InfoAut
Immagine di copertina per il post

Zohran alza la temperatura

Una sorpresa dagli Stati Uniti governati da Trump: la vittoria di Zohran Mamdani alle primarie democratiche per la carica di sindaco di New York, che ha da subito scatenato il delirio islamofobo della destra e l’allarme nell’establishment democratico.

Andrew Ross spiega le ragioni dell’inaspettata affermazione di Mamdani, approfondendo la composizione della coalizione che lo ha sostenuto e il significato politico della sua vittoria nell’epoca del fascismo trumpiano e delle violenze dell’ICE.

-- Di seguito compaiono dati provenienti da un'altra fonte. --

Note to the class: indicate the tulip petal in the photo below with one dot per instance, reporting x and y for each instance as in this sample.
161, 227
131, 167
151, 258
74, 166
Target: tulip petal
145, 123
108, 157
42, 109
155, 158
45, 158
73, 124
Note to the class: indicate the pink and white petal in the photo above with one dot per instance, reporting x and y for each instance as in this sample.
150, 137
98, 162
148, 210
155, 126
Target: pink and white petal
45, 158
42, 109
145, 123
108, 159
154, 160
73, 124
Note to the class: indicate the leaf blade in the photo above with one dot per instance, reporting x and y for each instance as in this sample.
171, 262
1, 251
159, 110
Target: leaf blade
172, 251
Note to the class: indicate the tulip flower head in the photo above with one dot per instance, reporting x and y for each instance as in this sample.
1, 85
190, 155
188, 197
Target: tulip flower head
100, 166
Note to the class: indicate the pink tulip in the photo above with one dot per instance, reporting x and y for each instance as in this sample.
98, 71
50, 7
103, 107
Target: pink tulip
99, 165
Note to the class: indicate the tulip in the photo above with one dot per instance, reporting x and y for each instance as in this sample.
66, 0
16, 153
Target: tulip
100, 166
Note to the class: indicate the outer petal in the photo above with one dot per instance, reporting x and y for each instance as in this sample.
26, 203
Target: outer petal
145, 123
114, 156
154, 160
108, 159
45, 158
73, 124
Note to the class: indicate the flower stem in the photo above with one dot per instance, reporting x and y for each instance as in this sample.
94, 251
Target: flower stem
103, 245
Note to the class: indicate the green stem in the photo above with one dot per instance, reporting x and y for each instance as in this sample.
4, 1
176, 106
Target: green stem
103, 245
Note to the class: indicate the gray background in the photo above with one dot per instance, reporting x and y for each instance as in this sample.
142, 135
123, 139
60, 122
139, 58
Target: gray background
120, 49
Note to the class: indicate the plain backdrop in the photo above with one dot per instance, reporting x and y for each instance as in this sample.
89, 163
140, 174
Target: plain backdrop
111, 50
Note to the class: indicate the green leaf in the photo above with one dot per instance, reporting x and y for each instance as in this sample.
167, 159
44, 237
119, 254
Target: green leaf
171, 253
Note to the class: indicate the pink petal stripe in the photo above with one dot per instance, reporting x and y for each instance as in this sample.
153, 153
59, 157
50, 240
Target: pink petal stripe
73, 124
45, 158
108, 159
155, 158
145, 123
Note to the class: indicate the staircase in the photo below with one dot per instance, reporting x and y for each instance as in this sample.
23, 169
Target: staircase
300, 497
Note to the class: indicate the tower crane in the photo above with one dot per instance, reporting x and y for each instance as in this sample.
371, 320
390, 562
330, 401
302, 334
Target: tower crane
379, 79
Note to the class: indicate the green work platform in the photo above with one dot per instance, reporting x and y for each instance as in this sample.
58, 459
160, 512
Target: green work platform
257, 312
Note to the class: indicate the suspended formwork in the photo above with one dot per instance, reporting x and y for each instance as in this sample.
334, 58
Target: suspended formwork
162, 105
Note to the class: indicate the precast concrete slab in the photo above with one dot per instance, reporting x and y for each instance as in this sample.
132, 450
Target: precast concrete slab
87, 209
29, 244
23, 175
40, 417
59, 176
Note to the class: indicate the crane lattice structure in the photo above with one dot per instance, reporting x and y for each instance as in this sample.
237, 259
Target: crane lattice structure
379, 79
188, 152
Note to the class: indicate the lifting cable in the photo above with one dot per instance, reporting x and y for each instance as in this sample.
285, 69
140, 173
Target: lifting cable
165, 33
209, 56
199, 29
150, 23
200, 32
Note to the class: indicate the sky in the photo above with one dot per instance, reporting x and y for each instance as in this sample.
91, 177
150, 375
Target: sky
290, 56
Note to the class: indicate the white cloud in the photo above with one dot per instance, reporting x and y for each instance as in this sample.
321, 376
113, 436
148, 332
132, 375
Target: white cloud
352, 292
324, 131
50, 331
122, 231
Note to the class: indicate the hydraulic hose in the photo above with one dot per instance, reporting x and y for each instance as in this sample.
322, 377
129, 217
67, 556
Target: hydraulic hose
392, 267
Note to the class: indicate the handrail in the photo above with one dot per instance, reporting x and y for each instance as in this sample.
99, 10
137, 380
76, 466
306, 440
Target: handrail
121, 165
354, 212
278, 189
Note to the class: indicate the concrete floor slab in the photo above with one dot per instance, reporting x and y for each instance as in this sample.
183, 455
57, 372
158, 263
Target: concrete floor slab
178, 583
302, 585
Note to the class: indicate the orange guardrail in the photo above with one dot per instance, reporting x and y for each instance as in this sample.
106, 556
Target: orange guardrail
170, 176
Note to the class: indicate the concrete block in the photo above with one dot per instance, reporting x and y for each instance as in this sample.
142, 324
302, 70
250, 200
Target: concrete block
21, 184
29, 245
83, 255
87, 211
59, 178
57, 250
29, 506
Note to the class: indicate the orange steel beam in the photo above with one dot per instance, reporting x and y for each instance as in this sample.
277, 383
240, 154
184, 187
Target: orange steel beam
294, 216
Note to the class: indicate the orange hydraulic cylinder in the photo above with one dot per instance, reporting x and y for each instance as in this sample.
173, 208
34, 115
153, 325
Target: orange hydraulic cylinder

di Andrew Ross, da Machina

***

Nel periodo precedente alla vittoria sconvolgente di Zohran Mamdani alle primarie democratiche per la carica di sindaco di New York, si poteva scommettere su due strategie che le forze dell’establishment avrebbero potuto adottare per annientarlo: accusarlo di essere socialista o attaccarlo per aver detto la verità sulla Palestina. Non c’è stata partita. Le insinuazioni razziste sulle sue simpatie per la Palestina sono iniziate presto e si sono intensificate man mano che i sondaggi registravano la sua ascesa. In seguito alla crescita del sostegno a Mamdani, i vertici democratici e i miliardari che finanziavano il suo rivale fortemente compromesso, Andrew Cuomo, hanno cominciato a lanciare l’allarme: un musulmano antisionista poteva prevalere nella città più grande e importante d’America. Come da copione, hanno giocato la carta dell’antisemitismo. Durante i dibattiti pre-elettorali, si poteva facilmente avere l’impressione che Cuomo e alcuni altri candidati si stessero candidando a sindaco di Israele, e non di New York. Mamdani ha mantenuto la posizione e, così facendo, ha ottenuto più del 20% del voto ebraico della città, demolendo la mia impressione iniziale che fosse troppo onesto per fare politica, figuriamoci per condurre una campagna vincente.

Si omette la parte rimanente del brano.